Migration from deprecated parameters:

queryByDefault → Use searchTier: 1 through searchTier: 4 to include fields in default search queries
enableAutocomplete → Use searchTier: 1
boostScore → Use searchLabel for more sophisticated ranking control
weightsPerFieldValue → Use searchLabel for value-based scoring control

Example

Let’s take a look at a real world example using the title field of DashboardInfo.pdl:

record DashboardInfo {
 /**
   * Title of the dashboard
   */
  @Searchable = {
    "fieldType": "KEYWORD",
    "searchTier": 1,
    "entityFieldName": "name"
  }
  title: string
  ....
}

This annotation is saying that we want to index the title field in Elasticsearch. searchTier: 1 ensures this field is included in default search queries with high relevancy. entityFieldName: "name" consolidates this field into the entity-level _search.name field, allowing other aspects to contribute to the same consolidated field.
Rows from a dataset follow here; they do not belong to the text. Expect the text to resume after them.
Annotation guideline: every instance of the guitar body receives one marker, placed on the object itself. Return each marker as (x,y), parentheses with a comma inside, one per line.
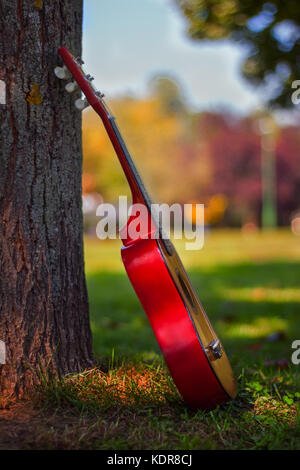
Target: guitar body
(191,348)
(166,301)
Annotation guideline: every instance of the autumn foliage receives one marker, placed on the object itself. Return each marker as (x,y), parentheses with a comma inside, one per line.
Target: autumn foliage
(184,156)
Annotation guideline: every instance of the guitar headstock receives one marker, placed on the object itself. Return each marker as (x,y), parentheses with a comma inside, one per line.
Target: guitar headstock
(74,74)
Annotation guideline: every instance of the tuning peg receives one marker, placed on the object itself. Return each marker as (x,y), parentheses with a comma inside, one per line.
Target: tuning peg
(62,73)
(81,104)
(71,87)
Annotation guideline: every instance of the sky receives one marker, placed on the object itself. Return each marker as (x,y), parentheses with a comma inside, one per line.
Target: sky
(127,42)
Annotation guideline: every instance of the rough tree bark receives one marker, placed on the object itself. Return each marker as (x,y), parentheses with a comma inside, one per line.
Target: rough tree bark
(44,318)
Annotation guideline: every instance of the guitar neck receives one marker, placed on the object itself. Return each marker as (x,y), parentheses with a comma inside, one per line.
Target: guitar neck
(138,190)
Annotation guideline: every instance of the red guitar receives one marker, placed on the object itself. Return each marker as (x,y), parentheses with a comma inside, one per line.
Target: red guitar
(192,350)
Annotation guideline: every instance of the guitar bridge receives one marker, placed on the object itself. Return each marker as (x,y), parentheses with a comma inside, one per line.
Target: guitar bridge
(214,350)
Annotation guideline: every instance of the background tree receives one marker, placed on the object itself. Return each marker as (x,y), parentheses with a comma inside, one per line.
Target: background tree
(270,32)
(43,299)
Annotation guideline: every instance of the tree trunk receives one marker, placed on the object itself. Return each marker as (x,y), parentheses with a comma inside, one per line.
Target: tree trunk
(44,320)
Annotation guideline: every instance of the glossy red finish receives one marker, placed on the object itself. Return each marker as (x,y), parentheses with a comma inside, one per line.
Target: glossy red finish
(172,326)
(155,287)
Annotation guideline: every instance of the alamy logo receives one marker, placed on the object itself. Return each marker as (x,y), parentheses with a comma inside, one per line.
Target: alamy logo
(165,216)
(2,352)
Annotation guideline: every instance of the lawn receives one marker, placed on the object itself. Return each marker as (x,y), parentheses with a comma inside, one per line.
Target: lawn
(249,286)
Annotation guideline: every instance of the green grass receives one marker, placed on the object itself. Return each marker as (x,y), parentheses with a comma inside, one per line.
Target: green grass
(249,286)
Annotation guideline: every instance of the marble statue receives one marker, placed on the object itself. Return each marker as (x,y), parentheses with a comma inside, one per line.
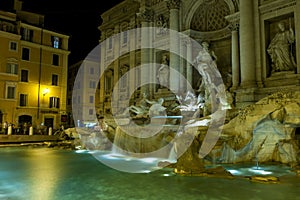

Advanced Example with New Features:

record DashboardInfo {
  /**
   * Priority level for the dashboard
   */
  @Searchable = {
    "fieldType": "COUNT",
    "searchLabel": "priority",
    "addToFilters": true
  }
  priority: int

  /**
   * Status of the dashboard
   */
  @Searchable = {
    "fieldType": "KEYWORD",
    "addToFilters": true,
    "filterNameOverride": "Dashboard Status",
    "eagerGlobalOrdinals": true
  }
  status: string

  /**
   * Owner URN for the dashboard
   */
  @Searchable = {
    "fieldType": "URN",
    "addToFilters": true,
    "eagerGlobalOrdinals": true,
    "searchLabel": "owner"
  }
  owner: string
}

This example demonstrates several new features:

Priority field: fieldType: "COUNT" with searchLabel: "priority" creates a numeric field that copies to _search.priority for proper numeric sorting operations, and addToFilters: true makes it available as a filter
Status field: addToFilters: true makes it available as a filter, filterNameOverride provides a custom display name "Dashboard Status", and eagerGlobalOrdinals: true optimizes aggregation performance for this frequently filtered field
Owner field: fieldType: "URN" with eagerGlobalOrdinals: true optimizes aggregation performance for owner-based filtering, and searchLabel: "owner" copies the field to _search.owner for ranking operations

Now, when Datahub ingests Dashboards, it will index the priority and status fields in Elasticsearch. The priority field will be available for sorting operations, and both fields will be available as filters in the UI.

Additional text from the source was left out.